I still lived in Houston, TX when the movie "Fargo" was released. I enjoyed it. As a traveler who'd not yet been to MN, I really enjoyed the colloquialisms and the hilarious portrayal of the "typical Minnesota resident." Now, fast forward to 1997 when I moved to the great state of Minnesota… I was stunned at the number of citizens who were outraged at humor made at their expense in that movie! They would look right at me and say (with a thick MN accent), "Yah know, dat movie was Nooo good, ya knooowww. Yah." Hilarious! They were exactly like their lampooned characters and the irony was thick. I wanted to say, "Listen to yourself!" I felt like the boy from the fairy tale, "The Emperor's New Clothes."
Jeff Foxworthy actually made a list (a long list) of things that might help rednecks recognize themselves and find humor in their own behavior. In the same tradition, I will now present for you a list of things to help you recognize when you've breached the frequent traveler threshold and you might want to take a look at slowing down a bit.
You might travel too much if:
- You moved your family to a hub city to reduce the number of layovers and connections you had to endure.
- You recognize flight attendants, and you remember their first names.
- Flight attendants recognize YOU, and they remember what you like to drink!
- The guy at the McDonald's in your local airport sees you and asks, "Would you like the usual?"
- When you sign the room service bill in your hotel, you write in the room number you were assigned LAST week in another city in a completely different hotel.
- You've eaten so much room service from so many hotels in a given hotel chain, that you can now order from any Marriott, Hilton, or Hyatt in the nation without seeing a menu.
- You've "test driven" more than 100 cars from rental agencies.
- You have a driver's license, a passport, and an international driver's license as forms of id.

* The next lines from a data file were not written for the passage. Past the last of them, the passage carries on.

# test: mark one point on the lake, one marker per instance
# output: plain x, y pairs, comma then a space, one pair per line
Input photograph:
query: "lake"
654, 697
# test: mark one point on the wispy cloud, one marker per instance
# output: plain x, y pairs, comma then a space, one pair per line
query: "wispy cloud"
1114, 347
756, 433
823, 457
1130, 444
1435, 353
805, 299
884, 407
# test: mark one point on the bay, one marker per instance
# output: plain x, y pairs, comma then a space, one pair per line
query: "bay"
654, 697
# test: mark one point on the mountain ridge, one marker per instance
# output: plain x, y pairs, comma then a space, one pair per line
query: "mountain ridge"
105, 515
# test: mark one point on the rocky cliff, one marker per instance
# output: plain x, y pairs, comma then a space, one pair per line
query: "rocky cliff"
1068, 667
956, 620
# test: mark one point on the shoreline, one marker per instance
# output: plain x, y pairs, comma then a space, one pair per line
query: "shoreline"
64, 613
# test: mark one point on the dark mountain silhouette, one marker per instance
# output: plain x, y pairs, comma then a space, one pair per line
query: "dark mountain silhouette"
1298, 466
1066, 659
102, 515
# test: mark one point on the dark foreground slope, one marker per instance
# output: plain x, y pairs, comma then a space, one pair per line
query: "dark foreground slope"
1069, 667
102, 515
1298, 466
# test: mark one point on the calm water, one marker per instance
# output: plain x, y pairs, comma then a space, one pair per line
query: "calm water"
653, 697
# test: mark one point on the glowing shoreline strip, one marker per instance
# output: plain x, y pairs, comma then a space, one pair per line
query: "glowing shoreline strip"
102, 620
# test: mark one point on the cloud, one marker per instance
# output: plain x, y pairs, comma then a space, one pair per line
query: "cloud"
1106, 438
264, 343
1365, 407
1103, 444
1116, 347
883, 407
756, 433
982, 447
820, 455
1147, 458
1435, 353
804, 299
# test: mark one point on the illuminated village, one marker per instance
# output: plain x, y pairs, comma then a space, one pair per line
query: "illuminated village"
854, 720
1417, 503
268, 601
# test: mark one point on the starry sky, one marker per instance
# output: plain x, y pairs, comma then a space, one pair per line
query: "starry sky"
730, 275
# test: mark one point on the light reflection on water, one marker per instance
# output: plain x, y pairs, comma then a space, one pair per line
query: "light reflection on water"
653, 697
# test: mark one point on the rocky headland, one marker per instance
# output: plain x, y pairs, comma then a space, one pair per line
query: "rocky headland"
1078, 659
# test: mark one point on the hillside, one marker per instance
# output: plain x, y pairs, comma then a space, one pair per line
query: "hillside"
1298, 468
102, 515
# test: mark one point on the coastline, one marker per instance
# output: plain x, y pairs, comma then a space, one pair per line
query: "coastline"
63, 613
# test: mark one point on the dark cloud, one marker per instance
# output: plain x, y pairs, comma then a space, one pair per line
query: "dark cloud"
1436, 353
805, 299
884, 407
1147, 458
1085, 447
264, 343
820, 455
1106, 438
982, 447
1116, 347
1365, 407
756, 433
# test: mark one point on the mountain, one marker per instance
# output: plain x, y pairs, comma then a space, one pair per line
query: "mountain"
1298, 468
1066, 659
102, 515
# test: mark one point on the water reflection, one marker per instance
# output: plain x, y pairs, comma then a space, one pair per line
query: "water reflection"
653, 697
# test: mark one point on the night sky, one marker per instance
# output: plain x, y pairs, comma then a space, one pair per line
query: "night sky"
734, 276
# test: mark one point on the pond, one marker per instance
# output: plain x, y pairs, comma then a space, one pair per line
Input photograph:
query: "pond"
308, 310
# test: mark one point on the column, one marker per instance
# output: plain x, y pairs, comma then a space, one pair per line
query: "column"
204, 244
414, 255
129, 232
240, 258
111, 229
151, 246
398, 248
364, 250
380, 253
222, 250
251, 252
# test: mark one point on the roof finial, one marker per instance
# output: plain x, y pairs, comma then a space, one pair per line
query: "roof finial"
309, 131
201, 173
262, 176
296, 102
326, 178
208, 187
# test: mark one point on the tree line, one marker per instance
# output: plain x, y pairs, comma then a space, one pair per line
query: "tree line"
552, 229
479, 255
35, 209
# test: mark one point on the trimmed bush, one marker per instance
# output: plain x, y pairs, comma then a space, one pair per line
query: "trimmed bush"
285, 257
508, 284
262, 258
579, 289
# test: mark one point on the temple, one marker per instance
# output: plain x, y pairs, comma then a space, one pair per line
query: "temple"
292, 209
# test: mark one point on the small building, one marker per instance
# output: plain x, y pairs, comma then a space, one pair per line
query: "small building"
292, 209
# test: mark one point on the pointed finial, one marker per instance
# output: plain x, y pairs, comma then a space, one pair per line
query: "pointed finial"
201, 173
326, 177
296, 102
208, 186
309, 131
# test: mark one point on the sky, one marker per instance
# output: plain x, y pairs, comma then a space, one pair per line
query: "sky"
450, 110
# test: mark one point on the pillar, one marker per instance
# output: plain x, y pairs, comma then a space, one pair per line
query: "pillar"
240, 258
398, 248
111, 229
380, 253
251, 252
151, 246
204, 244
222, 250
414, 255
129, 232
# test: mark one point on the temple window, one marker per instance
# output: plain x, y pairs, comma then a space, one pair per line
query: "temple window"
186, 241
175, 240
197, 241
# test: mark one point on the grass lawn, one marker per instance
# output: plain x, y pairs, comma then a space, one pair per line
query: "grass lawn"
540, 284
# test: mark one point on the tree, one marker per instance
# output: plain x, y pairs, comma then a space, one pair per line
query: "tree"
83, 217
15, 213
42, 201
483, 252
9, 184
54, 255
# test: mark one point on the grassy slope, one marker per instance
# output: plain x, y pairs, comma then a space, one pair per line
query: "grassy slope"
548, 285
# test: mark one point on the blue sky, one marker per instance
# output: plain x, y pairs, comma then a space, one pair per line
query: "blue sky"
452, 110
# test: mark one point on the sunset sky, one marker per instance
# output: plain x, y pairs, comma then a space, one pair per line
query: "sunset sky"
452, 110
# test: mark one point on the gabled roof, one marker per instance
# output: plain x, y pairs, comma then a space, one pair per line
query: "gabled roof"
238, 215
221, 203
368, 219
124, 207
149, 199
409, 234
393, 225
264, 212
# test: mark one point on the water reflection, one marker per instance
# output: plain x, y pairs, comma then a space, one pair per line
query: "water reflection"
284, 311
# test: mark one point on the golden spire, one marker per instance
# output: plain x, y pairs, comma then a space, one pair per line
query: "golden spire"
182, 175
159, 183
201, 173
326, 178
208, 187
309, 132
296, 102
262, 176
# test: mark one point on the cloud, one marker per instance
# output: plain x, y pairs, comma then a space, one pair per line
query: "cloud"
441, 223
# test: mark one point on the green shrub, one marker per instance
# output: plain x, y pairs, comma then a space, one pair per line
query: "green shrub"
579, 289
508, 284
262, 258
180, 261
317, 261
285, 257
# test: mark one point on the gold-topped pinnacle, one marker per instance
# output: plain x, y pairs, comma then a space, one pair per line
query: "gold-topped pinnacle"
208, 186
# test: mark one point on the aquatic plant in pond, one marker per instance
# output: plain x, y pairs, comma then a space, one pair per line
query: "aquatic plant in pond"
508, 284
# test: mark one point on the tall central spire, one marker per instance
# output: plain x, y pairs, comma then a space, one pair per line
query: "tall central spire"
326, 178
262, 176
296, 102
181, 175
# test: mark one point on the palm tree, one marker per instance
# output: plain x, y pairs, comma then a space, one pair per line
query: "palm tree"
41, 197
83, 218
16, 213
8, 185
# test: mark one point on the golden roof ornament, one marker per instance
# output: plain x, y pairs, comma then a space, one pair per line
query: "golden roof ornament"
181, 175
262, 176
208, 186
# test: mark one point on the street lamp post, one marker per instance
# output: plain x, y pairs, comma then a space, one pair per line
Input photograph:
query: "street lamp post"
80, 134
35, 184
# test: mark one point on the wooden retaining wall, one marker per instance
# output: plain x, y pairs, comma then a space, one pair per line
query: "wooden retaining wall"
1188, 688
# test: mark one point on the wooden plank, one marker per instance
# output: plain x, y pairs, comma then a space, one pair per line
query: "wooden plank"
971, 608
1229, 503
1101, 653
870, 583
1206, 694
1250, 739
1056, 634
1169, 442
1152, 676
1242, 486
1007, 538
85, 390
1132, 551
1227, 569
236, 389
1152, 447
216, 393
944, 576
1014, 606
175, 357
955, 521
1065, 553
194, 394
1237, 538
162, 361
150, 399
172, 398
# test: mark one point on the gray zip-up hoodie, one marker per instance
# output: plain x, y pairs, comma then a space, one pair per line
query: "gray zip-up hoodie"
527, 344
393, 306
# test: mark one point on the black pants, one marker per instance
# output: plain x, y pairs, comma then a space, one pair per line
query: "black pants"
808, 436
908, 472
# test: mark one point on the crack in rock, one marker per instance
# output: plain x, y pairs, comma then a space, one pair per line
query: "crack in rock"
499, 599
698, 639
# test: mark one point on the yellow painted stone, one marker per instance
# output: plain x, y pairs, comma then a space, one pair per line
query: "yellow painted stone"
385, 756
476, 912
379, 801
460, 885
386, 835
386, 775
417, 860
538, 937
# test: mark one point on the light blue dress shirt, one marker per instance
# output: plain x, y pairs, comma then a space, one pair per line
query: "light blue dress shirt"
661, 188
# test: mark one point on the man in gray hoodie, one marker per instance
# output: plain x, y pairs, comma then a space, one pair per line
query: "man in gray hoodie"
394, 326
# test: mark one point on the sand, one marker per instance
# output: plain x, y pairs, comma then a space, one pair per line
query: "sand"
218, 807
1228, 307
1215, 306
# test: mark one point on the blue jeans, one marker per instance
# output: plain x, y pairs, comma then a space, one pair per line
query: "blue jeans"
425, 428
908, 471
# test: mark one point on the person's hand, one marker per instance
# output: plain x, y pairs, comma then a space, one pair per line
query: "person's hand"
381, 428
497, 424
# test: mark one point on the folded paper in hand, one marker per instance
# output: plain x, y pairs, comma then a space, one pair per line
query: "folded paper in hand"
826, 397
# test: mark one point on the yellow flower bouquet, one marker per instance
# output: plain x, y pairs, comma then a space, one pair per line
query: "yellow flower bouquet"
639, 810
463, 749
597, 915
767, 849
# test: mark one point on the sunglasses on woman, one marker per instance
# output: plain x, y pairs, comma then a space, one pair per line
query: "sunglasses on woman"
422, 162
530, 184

- You know the make and model of an airplane, just by looking at it; AND, you can describe in detail the difference between an Airbus A319, A320, A330, and A380.
- You have enough frequent flier miles to take a free trip around the planet, first class; and yet, you continue to collect them.
- You have enough hotel points to stay more than a month in any hotel that you choose; and yet... you continue to collect them.
- Your TV, and all major appliances were purchased with some kind of frequent traveler points, books, or coupons.
- Your wife freely redecorates or rearranges rooms and furniture in the house without your consent, and when you get home, you fail to notice.
- You sleep like a baby on a pillow top mattress in a Marriott hotel, but you have trouble falling asleep at home.
- Before you buy any electronics, you ask yourself how well it will pack, if it will pass through security, and how big its transformer and power-cord are.
- You've had more than 10 shots to immunize yourself against various world diseases, and you carry a yellow Federal Immunization history record in your passport wallet.
- You renewed your passport before it expired because it was FULL.
- You flush with anger and resentment whenever you see the initials TSA.
- You know EXACTLY which hotels, motels, taxi-cabs, and restaurants take AMX, VISA, Mastercard, and/or Dinersclub and who doesn't.
And finally…
- You spend more time scheduling when you can be HOME than you do booking travel for going on the road!